Enforcement (boot-evidence as a wave-promotion gate) is the subject of RFC-0010 §4 - kept separate so the mechanism (this RFC) and the policy (lifecycle RFC) ship independently.

9. Falsifiable done criteria

  1. Disk extraction from a host enrolled with the host-identity keyslot yields no usable signing capability; an attempt to use the on-disk material to sign a fake probe is rejected by nixfleet-verify-artifact probe against the host’s TPM-derived pubkey.
  2. Booting a host with boot-evidence collection active and a modified kernel or initrd produces a PCR mismatch that the CP detects on the next checkin and emits as AttestationDrift.
  3. A secret encrypted to a host’s @boot PCR policy fails to decrypt when the boot chain is modified, without operator intervention.
  4. A host with TPM hardware failure can be re-enrolled and rejoin the fleet under the documented procedure (RFC-0010 §7) in under 30 minutes.
  5. A firmware update that the operator has tested and declared via firmwareGeneration rolls out without triggering attestation drift.
  6. A v0.3 host’s disk extracted and mounted on another machine produces no readable filesystem; the LUKS keyslot cannot be unsealed without either the original TPM under matching PCRs or the recovery key.
  7. A deliberate kernel modification on a v0.3 host prevents the root filesystem from auto-unlocking on next boot; the host enters the recovery-key prompt.
  8. The documented recovery procedure restores boot in under 15 minutes given access to the escrowed material.

10. Open questions

  • PCR set defaults.
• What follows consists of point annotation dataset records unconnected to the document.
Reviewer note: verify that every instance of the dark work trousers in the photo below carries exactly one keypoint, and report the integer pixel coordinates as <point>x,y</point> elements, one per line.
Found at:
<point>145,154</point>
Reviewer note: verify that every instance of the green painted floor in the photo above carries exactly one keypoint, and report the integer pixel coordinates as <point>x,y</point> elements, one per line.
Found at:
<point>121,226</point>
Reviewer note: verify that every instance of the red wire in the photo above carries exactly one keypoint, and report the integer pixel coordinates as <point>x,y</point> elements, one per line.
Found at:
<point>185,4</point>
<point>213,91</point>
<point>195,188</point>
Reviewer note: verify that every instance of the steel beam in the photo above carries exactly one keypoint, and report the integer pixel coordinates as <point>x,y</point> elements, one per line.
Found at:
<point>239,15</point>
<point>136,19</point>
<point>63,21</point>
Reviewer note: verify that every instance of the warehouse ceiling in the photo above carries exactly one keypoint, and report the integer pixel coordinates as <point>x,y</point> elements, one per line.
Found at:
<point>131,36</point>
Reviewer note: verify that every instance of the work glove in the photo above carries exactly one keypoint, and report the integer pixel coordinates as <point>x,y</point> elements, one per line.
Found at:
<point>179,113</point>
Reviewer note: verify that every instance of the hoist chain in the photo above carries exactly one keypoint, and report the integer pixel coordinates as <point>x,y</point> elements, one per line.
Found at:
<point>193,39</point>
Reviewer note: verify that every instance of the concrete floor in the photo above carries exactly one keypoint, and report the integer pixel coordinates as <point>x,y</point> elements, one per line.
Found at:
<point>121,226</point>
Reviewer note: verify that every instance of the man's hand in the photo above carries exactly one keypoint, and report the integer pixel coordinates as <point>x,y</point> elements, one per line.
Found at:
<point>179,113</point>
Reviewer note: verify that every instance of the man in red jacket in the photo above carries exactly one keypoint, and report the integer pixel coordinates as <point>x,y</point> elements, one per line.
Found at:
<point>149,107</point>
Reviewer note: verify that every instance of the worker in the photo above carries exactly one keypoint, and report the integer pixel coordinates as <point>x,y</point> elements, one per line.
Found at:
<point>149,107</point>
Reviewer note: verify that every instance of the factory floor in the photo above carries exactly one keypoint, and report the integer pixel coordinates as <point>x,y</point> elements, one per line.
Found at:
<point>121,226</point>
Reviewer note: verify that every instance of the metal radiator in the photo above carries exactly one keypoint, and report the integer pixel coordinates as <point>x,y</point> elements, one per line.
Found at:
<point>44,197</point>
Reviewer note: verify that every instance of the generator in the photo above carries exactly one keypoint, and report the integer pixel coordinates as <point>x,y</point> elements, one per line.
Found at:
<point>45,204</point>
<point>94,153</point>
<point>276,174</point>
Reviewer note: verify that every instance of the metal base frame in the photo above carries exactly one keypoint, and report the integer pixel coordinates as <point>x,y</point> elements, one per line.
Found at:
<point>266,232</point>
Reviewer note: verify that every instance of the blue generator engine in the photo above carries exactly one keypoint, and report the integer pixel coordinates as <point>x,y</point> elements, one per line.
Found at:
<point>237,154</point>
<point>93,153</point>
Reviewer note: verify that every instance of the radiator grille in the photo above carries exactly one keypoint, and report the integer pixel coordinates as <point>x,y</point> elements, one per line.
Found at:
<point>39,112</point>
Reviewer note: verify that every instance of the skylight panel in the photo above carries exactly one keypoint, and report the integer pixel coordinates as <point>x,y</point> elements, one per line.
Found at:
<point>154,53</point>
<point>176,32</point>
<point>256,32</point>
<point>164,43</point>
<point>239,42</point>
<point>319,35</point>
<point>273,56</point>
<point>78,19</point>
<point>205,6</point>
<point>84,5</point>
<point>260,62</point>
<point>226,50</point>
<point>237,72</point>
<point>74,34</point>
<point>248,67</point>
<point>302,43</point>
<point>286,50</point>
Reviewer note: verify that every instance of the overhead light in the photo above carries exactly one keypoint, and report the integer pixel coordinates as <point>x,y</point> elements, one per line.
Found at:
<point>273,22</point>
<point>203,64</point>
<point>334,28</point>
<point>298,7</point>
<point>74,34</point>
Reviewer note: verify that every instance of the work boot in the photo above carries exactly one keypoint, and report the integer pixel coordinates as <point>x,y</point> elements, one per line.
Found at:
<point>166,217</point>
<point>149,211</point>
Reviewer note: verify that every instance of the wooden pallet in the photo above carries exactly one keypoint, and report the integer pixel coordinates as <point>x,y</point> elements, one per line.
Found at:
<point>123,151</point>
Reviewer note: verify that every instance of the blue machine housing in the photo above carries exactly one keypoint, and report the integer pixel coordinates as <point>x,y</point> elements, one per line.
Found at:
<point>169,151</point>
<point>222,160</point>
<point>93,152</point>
Proposal [0 2 4 7 8 9 11 12 13 14] covers firmware + secure-boot databases + bootloader + kernel + initrd + cmdline. Tighter sets are possible (just [0 7] for firmware + secure-boot DBs) but lose useful attestation surface. Lean: declared-per-host with a [0 2 4 7 8 9 11 12 13 14] default.
  • Auto-derived firmwareGeneration. Manual is v0.3; the natural follow-up is a capture tool that writes a checked-in evidence file mkFleet reads, removing the operator-forgot-to-bump failure mode. Out of scope for v0.3 but on the v0.4 shortlist.
  • PCR prediction tooling. nixfleet-pcr-predict as a small Rust derivation builder vs calling out to systemd-measure directly. Lean: wrap systemd-measure for v0.3, replace with native code only if reproducibility issues appear.
  • agenix integration shape. Wrapper around age vs Clevis-style pluggable backend. Lean: wrapper for v0.3 (smaller surface), Clevis if a customer needs it.
  • ARM SBC compatibility. Many target-vertical edge devices are ARM without TPM. SSH-host-key fallback exists indefinitely; OP-TEE-backed identity is a separate future RFC, not blocking v0.3.
  • EK certificate verification policy. Manufacturer-chain vs. self-signed inventory at enrollment time. RFC-0010 §3 picks a default.

11. One-sentence summary

The host’s signing key lives in the TPM, the boot chain is measured into the signature, and the same boot-chain match gates every secret on the host - application secrets, application data, and the root filesystem itself; a tampered host cannot speak in the fleet’s evidence chain, and a stolen disk yields no readable filesystem.